Ms Michele Quintaglie of the World Food Programme said that about 1,500 Rwandans had crossed into Rwanda from Zaire.

She said about 3,000 Zaireans had also fled to Rwanda. Most of the Rwandan refugees preferred to head west. A stream of about 200,000 fled westward after one of eastern Zaire's biggest camps was reported to have been shelled from Rwanda on Saturday and several refugees were killed.

"There is a stream of people about 15 miles long ... I saw pregnant women, handicapped people, little children," a UN official, Mr Panos Moumtzis, said from the town of Goma.

Mr Moumtzis, a UNHCR spokesman, said that refugees claimed that sustained artillery attacks on the Kibumba camp had come from the direction of Rwanda. "We saw four dead bodies in Kibumba, but refugees told us there were a lot more dead ... We were told there were at least 100 wounded," said Mr Moumtzis, who visited the now abandoned camp 15 miles north of Goma yesterday.

Most refugees are on the move after a series of attacks by Tutsi rebels fighting Zairean troops in eastern Zaire.
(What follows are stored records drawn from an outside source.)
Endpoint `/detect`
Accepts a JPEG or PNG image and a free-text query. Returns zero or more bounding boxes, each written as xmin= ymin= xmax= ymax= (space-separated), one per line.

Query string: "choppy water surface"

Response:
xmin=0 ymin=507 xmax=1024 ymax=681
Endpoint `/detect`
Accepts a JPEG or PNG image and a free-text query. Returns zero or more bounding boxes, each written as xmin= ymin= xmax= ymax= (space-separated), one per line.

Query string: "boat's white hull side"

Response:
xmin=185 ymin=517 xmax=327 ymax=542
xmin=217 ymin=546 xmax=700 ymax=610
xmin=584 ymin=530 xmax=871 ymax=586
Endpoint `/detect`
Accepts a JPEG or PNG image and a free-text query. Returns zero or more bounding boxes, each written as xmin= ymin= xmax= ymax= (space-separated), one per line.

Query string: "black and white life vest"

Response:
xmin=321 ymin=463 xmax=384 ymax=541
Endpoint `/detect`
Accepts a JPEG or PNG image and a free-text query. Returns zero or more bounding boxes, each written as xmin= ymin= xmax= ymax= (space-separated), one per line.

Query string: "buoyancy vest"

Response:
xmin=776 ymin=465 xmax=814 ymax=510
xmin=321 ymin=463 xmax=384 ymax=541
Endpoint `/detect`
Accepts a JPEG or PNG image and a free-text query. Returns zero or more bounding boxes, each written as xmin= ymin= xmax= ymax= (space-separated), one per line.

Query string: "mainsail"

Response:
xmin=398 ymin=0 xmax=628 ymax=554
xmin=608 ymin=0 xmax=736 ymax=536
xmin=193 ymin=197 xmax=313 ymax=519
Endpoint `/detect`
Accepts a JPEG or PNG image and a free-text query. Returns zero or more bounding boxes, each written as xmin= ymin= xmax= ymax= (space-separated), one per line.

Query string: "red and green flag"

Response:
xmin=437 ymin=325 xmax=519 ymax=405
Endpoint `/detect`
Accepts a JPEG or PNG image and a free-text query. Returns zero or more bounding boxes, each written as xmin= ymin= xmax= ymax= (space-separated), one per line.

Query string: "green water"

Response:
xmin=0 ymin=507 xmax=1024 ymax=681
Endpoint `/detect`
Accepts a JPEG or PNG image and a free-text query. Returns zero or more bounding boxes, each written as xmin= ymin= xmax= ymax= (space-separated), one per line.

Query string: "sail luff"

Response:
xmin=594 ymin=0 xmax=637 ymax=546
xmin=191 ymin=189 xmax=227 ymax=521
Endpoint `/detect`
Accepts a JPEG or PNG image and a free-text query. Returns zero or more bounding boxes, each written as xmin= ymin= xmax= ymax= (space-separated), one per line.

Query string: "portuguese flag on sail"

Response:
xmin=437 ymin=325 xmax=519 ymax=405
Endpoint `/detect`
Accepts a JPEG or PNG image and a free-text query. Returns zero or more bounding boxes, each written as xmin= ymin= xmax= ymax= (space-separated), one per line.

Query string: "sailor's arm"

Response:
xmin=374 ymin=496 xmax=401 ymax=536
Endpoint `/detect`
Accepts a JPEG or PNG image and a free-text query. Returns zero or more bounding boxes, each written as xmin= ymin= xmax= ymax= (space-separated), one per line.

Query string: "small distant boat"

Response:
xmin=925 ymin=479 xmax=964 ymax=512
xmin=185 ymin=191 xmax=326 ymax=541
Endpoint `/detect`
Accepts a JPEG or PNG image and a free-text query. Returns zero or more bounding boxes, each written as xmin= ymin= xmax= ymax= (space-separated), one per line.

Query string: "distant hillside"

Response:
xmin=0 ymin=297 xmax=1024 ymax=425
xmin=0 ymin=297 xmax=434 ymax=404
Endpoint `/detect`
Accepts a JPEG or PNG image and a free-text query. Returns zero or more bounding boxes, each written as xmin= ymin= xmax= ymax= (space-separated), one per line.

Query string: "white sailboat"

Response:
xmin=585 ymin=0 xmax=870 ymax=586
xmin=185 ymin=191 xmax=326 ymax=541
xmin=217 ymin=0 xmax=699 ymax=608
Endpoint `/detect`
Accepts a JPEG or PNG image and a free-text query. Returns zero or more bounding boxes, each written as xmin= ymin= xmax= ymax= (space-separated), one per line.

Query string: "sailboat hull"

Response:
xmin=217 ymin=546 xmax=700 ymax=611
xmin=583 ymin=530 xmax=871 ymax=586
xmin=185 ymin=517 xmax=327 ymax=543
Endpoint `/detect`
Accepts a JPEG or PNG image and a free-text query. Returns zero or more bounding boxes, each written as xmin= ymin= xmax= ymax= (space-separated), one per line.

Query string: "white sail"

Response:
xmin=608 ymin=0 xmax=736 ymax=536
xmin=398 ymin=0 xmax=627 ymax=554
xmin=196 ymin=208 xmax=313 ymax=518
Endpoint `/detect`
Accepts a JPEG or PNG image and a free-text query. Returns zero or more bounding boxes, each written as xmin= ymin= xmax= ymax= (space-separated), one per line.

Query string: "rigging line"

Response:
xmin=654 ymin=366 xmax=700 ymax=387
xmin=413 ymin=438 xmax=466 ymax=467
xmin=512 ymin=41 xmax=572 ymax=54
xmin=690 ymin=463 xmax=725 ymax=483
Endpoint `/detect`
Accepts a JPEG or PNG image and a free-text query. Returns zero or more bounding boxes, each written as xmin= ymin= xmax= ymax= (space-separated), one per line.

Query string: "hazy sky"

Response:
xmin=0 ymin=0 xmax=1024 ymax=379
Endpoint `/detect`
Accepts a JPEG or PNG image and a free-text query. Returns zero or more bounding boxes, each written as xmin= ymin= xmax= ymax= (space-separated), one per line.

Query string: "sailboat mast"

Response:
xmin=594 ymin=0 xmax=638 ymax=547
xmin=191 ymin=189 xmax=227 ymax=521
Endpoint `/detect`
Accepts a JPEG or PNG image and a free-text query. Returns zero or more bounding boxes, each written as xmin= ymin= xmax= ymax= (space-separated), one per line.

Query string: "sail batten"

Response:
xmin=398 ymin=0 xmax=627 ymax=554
The rebels, from the 300,000 strong Banyamulenge community that migrated 200 years ago from what is now Rwanda to Zaire, are resisting orders that the Banyamulenge Tutsis leave Zaire.

Burundi state radio reported yesterday that five civilians and 10 Hutu rebels were killed during an attack on a camp for displaced people in Burundi's central Muramvya province.

. Two Irish aid workers in eastern Zaire were evacuated to Nairobi yesterday afternoon. Ms Nora Doheny from Kilkenny and Ms Siobhan Lagan from Belfast were among five Concern workers evacuated by air from the town of Goma.